In 1939 he was adopted as Liberal prospective parliamentary candidate for the East Toxteth Division of Liverpool. The constituency had been safe for the Conservatives during the 1930s, even without a Labour candidate to split the anti-Tory vote. By 1939 there was again no Labour candidate selected. A general election was anticipated to take place in the autumn of 1939, but, due to the outbreak of war, the election did not take place until the 1945 general election. By then, a Labour candidate had emerged;

General Election 1945 Electorate 52,484
| Party |  | Candidate | Votes | % | ±% |
|---|---|---|---|---|---|
|  | Conservative | Patrick George Thomas Buchan-Hepburn | 18,145 | 49.3 | −10.9 |
|  | Labour | Lt. Victor Harold Edgar Baker | 12,376 | 33.6 | n/a |
|  | Liberal | Prof. Walter Lyon Blease | 6,286 | 17.1 | −22.7 |
| Majority |  |  | 5,769 | 15.7 | −4.7 |
| Turnout |  |  | 36,807 | 70.1 | +4.9 |
|  | Conservative hold |  | Swing | n/a |  |

He was Liberal candidate for the new Garston Division of Liverpool at the 1950 General Election.

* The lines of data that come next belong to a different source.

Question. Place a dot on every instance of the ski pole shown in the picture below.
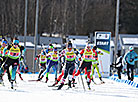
(82, 82)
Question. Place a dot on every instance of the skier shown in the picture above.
(118, 65)
(95, 63)
(77, 63)
(52, 62)
(15, 52)
(129, 58)
(3, 57)
(49, 51)
(70, 56)
(42, 62)
(86, 62)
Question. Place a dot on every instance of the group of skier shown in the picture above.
(10, 55)
(86, 59)
(73, 62)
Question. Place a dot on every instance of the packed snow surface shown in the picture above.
(40, 92)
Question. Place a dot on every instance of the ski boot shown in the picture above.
(69, 84)
(46, 80)
(39, 79)
(60, 86)
(55, 83)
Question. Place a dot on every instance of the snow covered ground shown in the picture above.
(26, 91)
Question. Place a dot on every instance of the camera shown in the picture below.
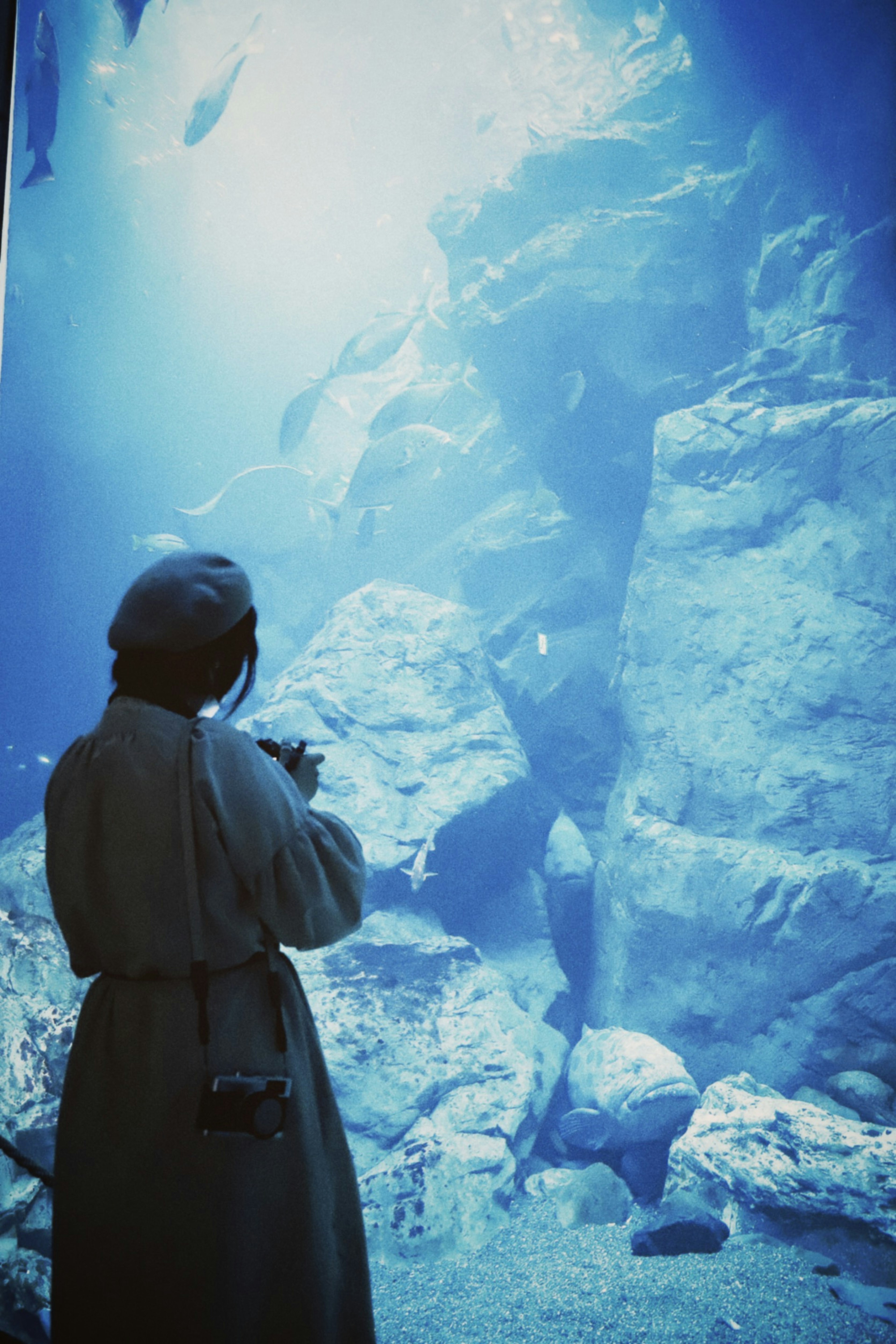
(244, 1105)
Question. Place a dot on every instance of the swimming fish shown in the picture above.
(131, 13)
(367, 526)
(625, 1089)
(417, 873)
(42, 99)
(160, 542)
(375, 343)
(300, 413)
(210, 504)
(573, 386)
(414, 406)
(216, 95)
(386, 464)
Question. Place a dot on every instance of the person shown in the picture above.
(168, 1226)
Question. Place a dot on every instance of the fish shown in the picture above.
(131, 13)
(414, 406)
(417, 405)
(159, 542)
(625, 1089)
(375, 343)
(417, 873)
(216, 93)
(573, 386)
(300, 413)
(367, 527)
(386, 464)
(216, 500)
(42, 99)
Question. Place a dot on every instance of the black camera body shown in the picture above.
(244, 1105)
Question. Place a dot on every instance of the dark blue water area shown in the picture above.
(119, 398)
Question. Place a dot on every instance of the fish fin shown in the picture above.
(41, 173)
(585, 1128)
(430, 310)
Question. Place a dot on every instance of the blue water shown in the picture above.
(164, 304)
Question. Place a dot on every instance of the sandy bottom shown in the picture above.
(538, 1281)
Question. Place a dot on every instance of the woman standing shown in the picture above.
(179, 855)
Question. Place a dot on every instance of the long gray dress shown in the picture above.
(160, 1233)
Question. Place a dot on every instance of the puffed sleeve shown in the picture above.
(311, 894)
(305, 869)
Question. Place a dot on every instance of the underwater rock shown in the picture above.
(590, 1195)
(746, 890)
(866, 1093)
(396, 691)
(816, 1099)
(438, 1195)
(626, 1089)
(418, 1031)
(39, 997)
(749, 1146)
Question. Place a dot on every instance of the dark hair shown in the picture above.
(172, 681)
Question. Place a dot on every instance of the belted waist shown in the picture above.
(150, 980)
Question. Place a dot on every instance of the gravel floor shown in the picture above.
(539, 1281)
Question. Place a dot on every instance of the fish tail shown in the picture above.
(254, 42)
(42, 171)
(334, 510)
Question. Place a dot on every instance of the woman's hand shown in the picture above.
(303, 767)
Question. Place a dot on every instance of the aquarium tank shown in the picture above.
(536, 359)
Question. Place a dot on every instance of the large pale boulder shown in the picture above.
(442, 1080)
(746, 894)
(749, 1147)
(396, 691)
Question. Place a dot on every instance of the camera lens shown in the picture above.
(268, 1117)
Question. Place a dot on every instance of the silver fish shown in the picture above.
(42, 99)
(417, 873)
(159, 542)
(300, 413)
(387, 463)
(573, 386)
(131, 13)
(378, 342)
(216, 95)
(210, 504)
(414, 406)
(625, 1089)
(367, 526)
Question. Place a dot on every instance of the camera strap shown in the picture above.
(198, 960)
(199, 963)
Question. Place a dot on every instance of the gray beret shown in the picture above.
(182, 603)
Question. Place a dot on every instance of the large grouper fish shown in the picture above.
(625, 1089)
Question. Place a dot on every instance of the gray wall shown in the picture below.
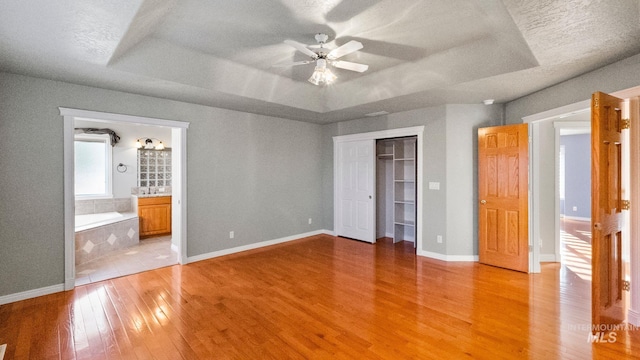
(258, 176)
(463, 122)
(622, 75)
(577, 175)
(450, 154)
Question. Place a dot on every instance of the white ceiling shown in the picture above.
(220, 52)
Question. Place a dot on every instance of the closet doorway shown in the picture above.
(362, 212)
(396, 174)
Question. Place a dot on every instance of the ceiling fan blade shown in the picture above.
(293, 63)
(302, 48)
(348, 65)
(345, 49)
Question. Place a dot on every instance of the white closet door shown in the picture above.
(356, 190)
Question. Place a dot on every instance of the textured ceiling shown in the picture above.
(220, 53)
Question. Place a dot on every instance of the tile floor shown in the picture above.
(149, 254)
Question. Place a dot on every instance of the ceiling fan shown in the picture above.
(322, 74)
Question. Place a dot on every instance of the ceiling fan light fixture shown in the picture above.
(321, 75)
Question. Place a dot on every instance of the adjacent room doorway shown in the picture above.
(178, 216)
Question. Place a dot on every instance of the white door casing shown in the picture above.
(356, 190)
(417, 131)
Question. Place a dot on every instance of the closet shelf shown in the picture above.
(410, 202)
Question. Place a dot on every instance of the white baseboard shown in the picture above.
(29, 294)
(451, 258)
(549, 258)
(578, 218)
(258, 245)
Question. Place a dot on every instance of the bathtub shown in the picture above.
(98, 235)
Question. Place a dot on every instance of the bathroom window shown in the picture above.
(92, 166)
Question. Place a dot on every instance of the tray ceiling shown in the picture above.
(220, 53)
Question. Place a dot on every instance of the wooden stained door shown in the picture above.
(503, 220)
(356, 190)
(606, 209)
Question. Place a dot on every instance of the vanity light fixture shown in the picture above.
(148, 144)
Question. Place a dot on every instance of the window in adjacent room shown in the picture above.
(92, 166)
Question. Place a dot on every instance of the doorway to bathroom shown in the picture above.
(104, 235)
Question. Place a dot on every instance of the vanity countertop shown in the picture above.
(151, 195)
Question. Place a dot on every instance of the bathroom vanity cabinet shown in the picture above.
(155, 215)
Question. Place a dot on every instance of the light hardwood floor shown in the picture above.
(318, 297)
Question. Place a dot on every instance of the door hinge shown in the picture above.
(625, 124)
(626, 205)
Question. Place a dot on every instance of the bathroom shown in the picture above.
(123, 199)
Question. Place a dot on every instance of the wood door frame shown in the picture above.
(417, 131)
(179, 185)
(534, 166)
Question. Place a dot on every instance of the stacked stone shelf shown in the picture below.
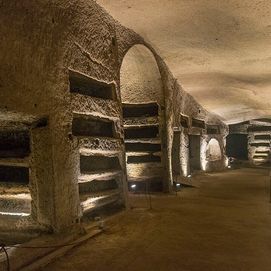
(94, 124)
(15, 199)
(143, 145)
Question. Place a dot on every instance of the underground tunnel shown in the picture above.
(141, 127)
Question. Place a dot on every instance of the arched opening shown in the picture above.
(237, 146)
(194, 152)
(143, 116)
(213, 151)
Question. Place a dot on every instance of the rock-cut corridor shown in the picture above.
(221, 224)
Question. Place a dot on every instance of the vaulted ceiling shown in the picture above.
(220, 51)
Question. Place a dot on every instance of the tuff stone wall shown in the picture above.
(42, 42)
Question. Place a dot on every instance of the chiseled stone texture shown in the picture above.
(40, 41)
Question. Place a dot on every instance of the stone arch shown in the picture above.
(213, 150)
(143, 103)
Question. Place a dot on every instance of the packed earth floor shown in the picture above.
(222, 223)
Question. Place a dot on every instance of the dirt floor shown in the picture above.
(223, 224)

General Election 1950 Electorate 65,001
| Party |  | Candidate | Votes | % | ±% |
|---|---|---|---|---|---|
|  | Conservative | Henry Victor Alpin MacKinnon Raikes | 31,750 | 57.6 | N/A |
|  | Labour | Edgar Hewitt | 17,477 | 31.6 | N/A |
|  | Liberal | Prof. Walter Lyon Blease | 5,966 | 10.8 | N/A |
| Majority |  |  | 14,303 | 25.9 | N/A |
| Turnout |  |  | 55,163 | 84.9 | N/A |
|  | Conservative win (new seat) |  |  |  |  |

He was Chairman of the Executive Council for Liverpool under the National Health Service Act 1946 from 1952–60. He was a Member of the Management Committee of the Executive Councils Association (England) from 1960 until his death.

He was Chairman of the Liverpool Philharmonic Society from 1950–51.